Letter (excerpt from Green Zone Kids Vol. 2: John McCain)
You prepare for a great battle, you train your boys for decades, you hone their gifts. You save them up, you do not reveal their gifts to the world. In your underground mansion, a railroad baron’s vast red sandstone heap you’ve inverted and buried at great expense – absolute secrecy raising the price tag by two orders of magnitude (and the citizens of St. Paul never once took note, check the Pioneer Press, check the Dispatch, 1921, 1922, a mansion turned upside down, buried and sodded over for a public park, no mention of that) – in these headquarters, these dormitories and training grounds, on those ceilings retiled as floor, you nurture your boys, hold them to one side; amid roof beams sprouting pommel horses and parallel bars you suit them up, mentally, physically, for the war that’s coming. The breath and scent of exhausted sleeping boys eight or ten or twelve years old. The sweat. How it assumes presence throughout those long nights without electricity. In the Institute’s repumped air, over and above the oil soap and the heady rot of Flemish tapestries, a cleanish fug that cleaves to the subterranean blackness, more and more it insists, to very point of declaring itself as substance, never quite in time: because now it’s dawn. And the incandescent bulbs on their timers tick once and domino down the hallways, and bells clatter off-key, and in white socks and pajama bottoms boys stumble from door after door to the washrooms throughout every wing and level, blinking and shuffling through hot angled beams of natural light that cut from the dilating apertures of the mirror chimney network and strike random slipping ovals of yellow or brown or white skin – and sometimes, when the sun flares off the speck in a boy’s pupil, he sneezes. Then the day of fire, and you are undone. You thought you had prepared for all contingencies, but this was not one you’d prepared for.

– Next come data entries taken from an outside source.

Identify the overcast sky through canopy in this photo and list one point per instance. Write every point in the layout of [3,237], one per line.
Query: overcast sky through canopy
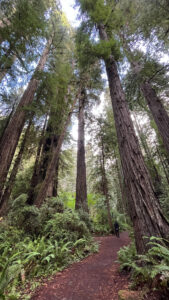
[71,13]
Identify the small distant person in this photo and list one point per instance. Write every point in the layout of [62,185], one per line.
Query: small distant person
[116,228]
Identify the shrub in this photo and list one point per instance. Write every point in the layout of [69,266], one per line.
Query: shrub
[67,226]
[24,216]
[151,268]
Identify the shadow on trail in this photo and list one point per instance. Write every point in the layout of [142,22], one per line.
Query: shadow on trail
[94,278]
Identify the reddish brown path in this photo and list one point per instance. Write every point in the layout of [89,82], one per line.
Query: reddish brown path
[94,278]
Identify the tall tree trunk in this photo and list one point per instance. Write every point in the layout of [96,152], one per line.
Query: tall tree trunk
[163,164]
[155,105]
[53,163]
[7,65]
[11,181]
[145,212]
[12,133]
[36,170]
[153,170]
[123,202]
[81,186]
[105,187]
[158,112]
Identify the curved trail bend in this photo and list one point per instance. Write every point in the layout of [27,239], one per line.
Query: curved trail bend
[94,278]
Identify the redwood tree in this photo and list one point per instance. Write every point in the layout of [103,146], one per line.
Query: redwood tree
[145,212]
[13,131]
[81,186]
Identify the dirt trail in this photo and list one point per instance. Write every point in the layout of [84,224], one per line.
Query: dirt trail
[94,278]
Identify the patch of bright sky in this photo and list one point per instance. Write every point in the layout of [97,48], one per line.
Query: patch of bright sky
[70,11]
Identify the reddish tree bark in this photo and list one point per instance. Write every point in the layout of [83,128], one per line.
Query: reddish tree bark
[13,131]
[105,186]
[36,171]
[11,181]
[53,163]
[81,186]
[159,114]
[145,212]
[155,105]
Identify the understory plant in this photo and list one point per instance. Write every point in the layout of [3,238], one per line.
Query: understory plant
[151,268]
[38,242]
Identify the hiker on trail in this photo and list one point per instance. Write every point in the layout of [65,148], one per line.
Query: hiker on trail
[116,228]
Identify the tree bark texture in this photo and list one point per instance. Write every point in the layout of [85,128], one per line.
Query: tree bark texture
[36,170]
[159,114]
[105,187]
[13,131]
[11,181]
[6,67]
[145,212]
[155,105]
[153,170]
[81,186]
[53,163]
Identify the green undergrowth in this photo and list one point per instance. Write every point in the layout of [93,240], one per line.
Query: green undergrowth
[39,242]
[150,269]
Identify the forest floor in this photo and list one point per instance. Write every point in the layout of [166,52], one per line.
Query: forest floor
[96,277]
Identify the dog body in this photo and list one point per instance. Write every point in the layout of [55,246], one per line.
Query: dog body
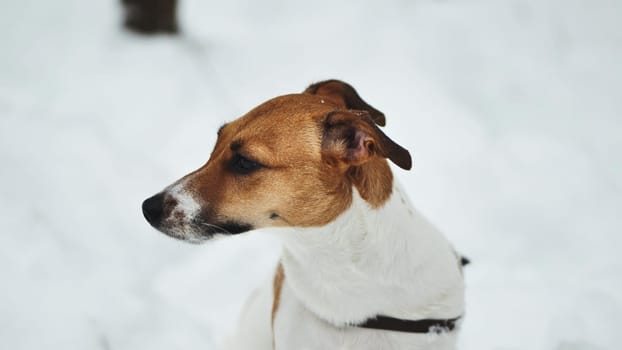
[353,246]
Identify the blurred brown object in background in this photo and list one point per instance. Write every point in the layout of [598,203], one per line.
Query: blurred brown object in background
[151,16]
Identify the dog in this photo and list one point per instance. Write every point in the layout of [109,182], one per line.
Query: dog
[360,267]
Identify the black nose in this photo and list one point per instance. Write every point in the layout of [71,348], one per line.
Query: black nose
[153,209]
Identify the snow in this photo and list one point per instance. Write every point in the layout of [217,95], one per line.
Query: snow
[510,109]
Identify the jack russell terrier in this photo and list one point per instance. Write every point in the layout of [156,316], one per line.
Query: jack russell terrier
[360,268]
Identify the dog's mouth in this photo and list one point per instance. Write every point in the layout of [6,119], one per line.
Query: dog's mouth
[165,214]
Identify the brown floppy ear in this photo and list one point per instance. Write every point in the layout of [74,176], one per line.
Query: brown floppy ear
[345,95]
[351,138]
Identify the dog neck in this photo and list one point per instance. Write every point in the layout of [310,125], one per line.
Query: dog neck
[367,262]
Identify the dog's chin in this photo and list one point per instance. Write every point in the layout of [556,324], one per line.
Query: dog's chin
[197,234]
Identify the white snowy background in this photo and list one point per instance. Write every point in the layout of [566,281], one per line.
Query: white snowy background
[512,111]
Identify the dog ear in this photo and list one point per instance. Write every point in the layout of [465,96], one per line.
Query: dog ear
[351,138]
[345,95]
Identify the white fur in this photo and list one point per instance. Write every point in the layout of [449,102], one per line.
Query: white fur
[389,261]
[181,219]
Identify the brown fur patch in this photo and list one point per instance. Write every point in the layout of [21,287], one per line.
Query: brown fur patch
[300,181]
[279,277]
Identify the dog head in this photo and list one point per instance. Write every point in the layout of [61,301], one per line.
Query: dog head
[291,161]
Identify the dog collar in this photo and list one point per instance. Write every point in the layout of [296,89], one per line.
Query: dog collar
[428,325]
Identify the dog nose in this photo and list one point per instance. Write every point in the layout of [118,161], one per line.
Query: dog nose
[153,209]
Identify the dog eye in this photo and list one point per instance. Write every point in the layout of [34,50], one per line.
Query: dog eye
[243,166]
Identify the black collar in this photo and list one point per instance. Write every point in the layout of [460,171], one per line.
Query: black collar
[428,325]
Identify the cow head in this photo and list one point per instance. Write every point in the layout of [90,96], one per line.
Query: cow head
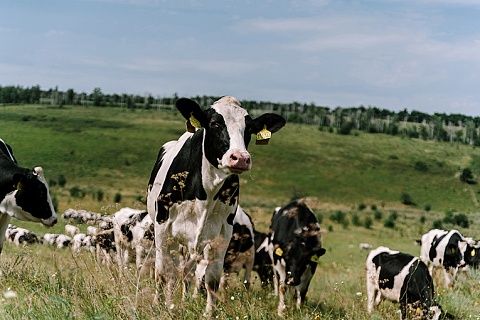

And you are utterly undone.
And your boys are slaughtered.
And none of their gifts means a fucking thing.
You did not study your history – or you did, but not at the broadest level, it had not occurred to you that all your work, all those lives you’d trained so well and yes had loved so well, that they could all be snuffed out before the battle was even joined.
I am asking you to try to understand, Beezer.
Beezer, I love you so much, but I am writing to tell you: I cannot live any longer.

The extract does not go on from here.